Bloomberg Opinion’s John Authers has done the math: Over the last decade, the headline consumer price index has risen roughly 28%, and denominating that gauge in Bitcoin shows deflation of 99.996%.
The premise has gained momentum as prices on everything from food to gas to housing have advanced faster and been stickier over the past few months than many economists had anticipated.
Meanwhile, MicroStrategy Inc.’s Michael Saylor said the Federal Reserve’s relaxing of its inflation policy helped convince him to invest the enterprise-software maker’s cash into Bitcoin.
Economists with Bloomberg Economics estimate that roughly half of Bitcoin’s recent returns can be explained by inflation fears, with the other half coming from market exuberance and momentum trading.
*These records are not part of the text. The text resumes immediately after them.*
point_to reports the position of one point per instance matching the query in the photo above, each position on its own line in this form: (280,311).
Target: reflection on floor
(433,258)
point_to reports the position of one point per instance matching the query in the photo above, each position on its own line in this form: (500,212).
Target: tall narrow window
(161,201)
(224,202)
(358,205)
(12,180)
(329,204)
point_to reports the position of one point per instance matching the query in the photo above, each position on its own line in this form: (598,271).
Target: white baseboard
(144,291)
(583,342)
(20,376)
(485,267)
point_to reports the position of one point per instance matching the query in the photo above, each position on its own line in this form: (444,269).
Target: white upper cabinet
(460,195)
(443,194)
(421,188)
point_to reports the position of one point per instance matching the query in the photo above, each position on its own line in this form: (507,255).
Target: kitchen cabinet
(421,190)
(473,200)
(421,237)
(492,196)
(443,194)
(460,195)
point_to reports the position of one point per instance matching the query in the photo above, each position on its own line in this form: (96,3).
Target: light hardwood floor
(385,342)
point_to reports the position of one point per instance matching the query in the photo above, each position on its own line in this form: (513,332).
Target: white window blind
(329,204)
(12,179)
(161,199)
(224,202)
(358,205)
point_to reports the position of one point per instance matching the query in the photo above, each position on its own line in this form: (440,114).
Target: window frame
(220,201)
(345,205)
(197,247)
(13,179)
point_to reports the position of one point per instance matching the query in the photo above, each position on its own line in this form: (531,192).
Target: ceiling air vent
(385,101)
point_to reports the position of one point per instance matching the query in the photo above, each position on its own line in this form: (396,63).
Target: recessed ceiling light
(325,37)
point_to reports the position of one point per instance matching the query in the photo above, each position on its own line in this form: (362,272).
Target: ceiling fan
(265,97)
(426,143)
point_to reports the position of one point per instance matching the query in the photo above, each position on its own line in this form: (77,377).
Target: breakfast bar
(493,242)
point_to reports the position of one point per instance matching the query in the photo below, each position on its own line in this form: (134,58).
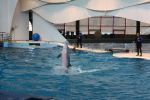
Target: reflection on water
(93,76)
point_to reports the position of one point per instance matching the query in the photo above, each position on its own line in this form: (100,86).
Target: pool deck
(132,55)
(88,49)
(119,55)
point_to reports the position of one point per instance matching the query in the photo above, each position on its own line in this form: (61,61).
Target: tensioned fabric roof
(64,11)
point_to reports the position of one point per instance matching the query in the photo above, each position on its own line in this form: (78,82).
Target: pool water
(93,76)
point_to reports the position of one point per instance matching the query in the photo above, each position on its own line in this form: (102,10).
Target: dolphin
(65,57)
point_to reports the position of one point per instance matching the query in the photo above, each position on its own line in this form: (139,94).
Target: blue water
(93,76)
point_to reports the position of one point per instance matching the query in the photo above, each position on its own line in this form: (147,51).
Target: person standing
(79,40)
(138,42)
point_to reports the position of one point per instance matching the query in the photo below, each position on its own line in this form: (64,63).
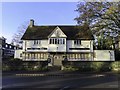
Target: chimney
(31,23)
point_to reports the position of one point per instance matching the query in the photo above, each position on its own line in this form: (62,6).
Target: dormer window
(56,41)
(36,42)
(77,42)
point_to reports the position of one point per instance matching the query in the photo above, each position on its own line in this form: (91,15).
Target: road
(61,81)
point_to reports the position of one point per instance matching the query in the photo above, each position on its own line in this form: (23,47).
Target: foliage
(18,35)
(95,66)
(103,19)
(18,64)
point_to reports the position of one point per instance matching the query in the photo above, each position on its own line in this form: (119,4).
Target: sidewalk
(52,73)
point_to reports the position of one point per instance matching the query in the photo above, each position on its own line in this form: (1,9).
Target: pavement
(63,80)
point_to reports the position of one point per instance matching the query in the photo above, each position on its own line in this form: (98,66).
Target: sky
(16,14)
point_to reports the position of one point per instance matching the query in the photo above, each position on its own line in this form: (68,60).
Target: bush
(96,66)
(116,66)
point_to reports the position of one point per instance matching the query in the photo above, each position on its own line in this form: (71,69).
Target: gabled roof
(72,32)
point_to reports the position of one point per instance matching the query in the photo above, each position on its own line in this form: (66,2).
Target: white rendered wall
(17,54)
(104,55)
(84,44)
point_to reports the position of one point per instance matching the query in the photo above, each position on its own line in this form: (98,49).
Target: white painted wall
(17,54)
(84,44)
(104,55)
(57,47)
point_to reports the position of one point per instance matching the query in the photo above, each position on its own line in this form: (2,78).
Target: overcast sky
(15,14)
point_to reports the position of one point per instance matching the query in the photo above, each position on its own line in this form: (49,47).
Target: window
(20,54)
(63,41)
(56,41)
(77,42)
(50,41)
(36,42)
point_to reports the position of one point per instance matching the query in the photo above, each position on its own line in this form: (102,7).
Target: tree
(17,36)
(103,18)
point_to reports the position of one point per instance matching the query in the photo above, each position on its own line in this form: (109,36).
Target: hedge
(18,64)
(91,65)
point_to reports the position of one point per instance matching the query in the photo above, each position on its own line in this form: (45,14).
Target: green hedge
(91,66)
(18,64)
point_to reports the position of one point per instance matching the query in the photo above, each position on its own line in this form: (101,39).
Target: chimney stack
(31,23)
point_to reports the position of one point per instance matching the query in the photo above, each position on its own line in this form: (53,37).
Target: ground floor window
(81,56)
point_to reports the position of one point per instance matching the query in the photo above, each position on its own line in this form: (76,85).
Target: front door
(57,60)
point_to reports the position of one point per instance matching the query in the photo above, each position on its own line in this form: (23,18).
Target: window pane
(63,41)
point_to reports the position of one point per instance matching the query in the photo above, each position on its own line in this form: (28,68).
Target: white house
(56,42)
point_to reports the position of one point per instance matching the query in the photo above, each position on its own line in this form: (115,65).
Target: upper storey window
(56,41)
(77,42)
(36,42)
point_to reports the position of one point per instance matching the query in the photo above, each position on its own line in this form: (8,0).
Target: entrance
(57,60)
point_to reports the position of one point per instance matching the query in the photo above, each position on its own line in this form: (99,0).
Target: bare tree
(17,36)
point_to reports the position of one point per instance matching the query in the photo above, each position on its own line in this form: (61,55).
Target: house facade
(54,43)
(8,50)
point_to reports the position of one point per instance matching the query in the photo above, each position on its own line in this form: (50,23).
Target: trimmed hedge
(96,66)
(18,64)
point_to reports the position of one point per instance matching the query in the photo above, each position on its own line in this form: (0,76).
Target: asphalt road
(61,81)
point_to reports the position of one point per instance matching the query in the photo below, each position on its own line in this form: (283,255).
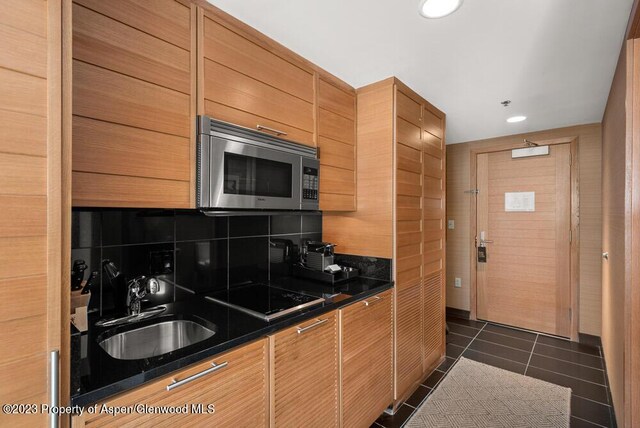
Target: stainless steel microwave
(242,169)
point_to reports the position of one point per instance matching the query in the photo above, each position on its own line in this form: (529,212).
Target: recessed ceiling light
(438,8)
(514,119)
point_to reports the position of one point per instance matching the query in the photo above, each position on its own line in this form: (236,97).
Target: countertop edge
(100,394)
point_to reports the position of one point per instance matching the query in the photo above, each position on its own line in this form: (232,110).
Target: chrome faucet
(138,288)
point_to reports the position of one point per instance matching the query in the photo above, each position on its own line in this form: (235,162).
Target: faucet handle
(152,285)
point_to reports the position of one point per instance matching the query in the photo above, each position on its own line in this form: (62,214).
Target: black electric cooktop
(263,301)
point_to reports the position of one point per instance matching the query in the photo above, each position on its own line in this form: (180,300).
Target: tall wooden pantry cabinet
(401,216)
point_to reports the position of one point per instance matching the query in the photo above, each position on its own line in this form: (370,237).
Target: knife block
(79,305)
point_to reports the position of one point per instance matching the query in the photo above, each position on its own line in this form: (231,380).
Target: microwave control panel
(310,183)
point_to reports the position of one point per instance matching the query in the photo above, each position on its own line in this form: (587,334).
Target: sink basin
(155,339)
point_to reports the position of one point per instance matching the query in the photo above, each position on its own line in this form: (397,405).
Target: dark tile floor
(570,364)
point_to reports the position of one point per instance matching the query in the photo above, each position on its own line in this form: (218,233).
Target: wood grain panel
(23,337)
(28,16)
(336,100)
(31,303)
(33,369)
(229,48)
(23,52)
(22,175)
(337,180)
(239,392)
(433,325)
(249,120)
(102,41)
(305,377)
(409,335)
(166,20)
(23,216)
(336,127)
(336,202)
(112,97)
(408,134)
(22,93)
(109,148)
(616,135)
(367,355)
(408,109)
(31,226)
(18,254)
(432,124)
(17,136)
(104,190)
(228,87)
(369,231)
(337,154)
“We don’t have long enough history to assert Bitcoin is indeed an inflation hedge,” said Wilfred Daye, head of Securitize Capital, the asset-management arm of Securitize Inc.
Theoretically, there is no linkage between Bitcoin’s supply and anything that goes on with the Federal Reserve or any central bank, says Cam Harvey, a professor at Duke University and a partner at Research Affiliates.
He cited the coin’s drop in March 2020, when it lost roughly half its value amid a plunge in U.S.